Experiences are the foundation of science education. How, for instance, would explanations of how aeroplanes fly make sense to the child who has never seen one, or even less, been in one? Or what sense will talk about photosynthesis make to the urban child who has no clue from what and how his or her daily loaf is produced? The child who is experience-poor is not so much impoverished materially as they are intellectually.

Science education has many virtues, but one of its greatest is that it offers new ways of seeing the world - not so much a case of making the familiar strange, but of making the strange comprehensible. So what causes a rainbow? How does the microwave cook without heating the plate? are just some of the wonders that it manages to explain.

However, one of the cardinal precepts of any education, from Dewey onwards, has been that developing new ideas or new ways of seeing the world must start with the experiences of the student. These are the starting point for all learning. This is why teaching science in a laboratory matters so much.

It’s OK to talk about the structure of the heart, but to have the opportunity to dissect one yourself provides the experience which makes it real.

A model or video is never going to offer the same educational potential.

Likewise, to see a metal tin dramatically collapse under the pressure of air is the only way to grasp that we do live at the “bottom of a sea of air”. Such experiences are the bricks out of which the edifice of scientific understanding is constructed.

However, anybody who thinks that the experiences that the school laboratory offers are sufficient to form the basis of a good science education has, likewise, a rather impoverished view of the world.
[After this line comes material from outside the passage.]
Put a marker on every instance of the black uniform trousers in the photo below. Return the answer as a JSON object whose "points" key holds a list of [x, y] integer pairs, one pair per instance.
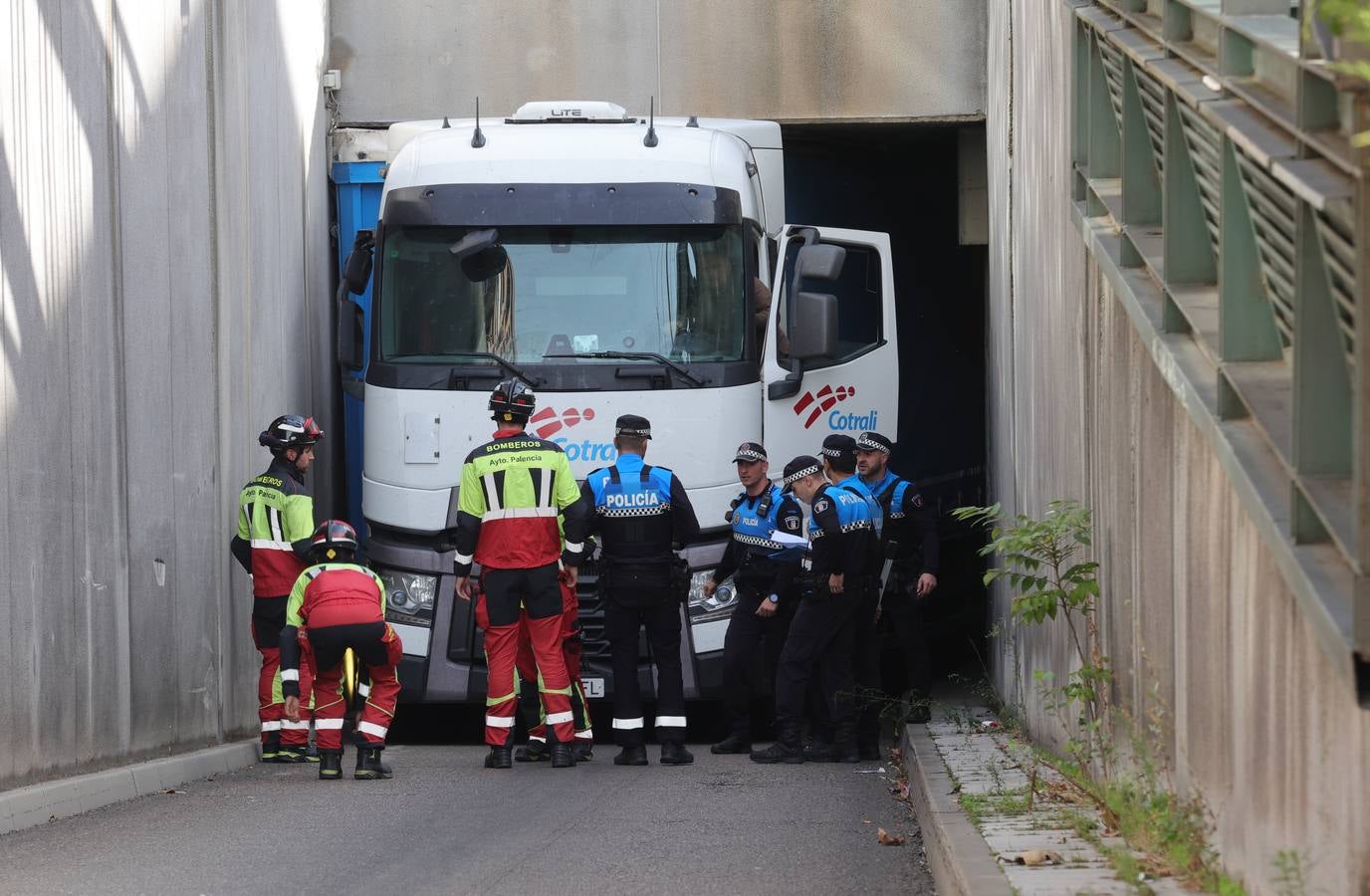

The world of Bunsen burners, ticker timers, fume cupboards - a world which is populated with strange entities such as genes, electrons, and black holes with peculiar processes such as mitosis, fusion and catalysis can never be the set of experiences on which to build a scientific understanding. Such ideas are the product of wondering about how life reproduces life; why you look like your parents; what are the myriad of objects that populate the night sky; and more.

Exactly what is going to generate that kind of wonder we can never know.

What we can be sure of, however, is that the more deprived and diminished the repertoire of the child’s experience the less likely it is that they will wonder, and that the material explanations school science has to offer will have any meaning. This is why any good science education avails itself of every opportunity it can to extend the range and repertoire of student experience.

Science centres and museums which offer opportunities, for instance, to build a bridge that will support your own weight with six polystyrene bricks; large reflectors with which you can hear a whisper 50 metres away; real objects such as the module in which men went to the Moon; pendulums which provide direct evidence that the Earth rotates; zoos where you can get a sense of the enormous diversity of strange and wondrous living beasts that populate this planet other than cats and dogs; to begin to ask questions about what they eat, where they come from, and why they are the way they are.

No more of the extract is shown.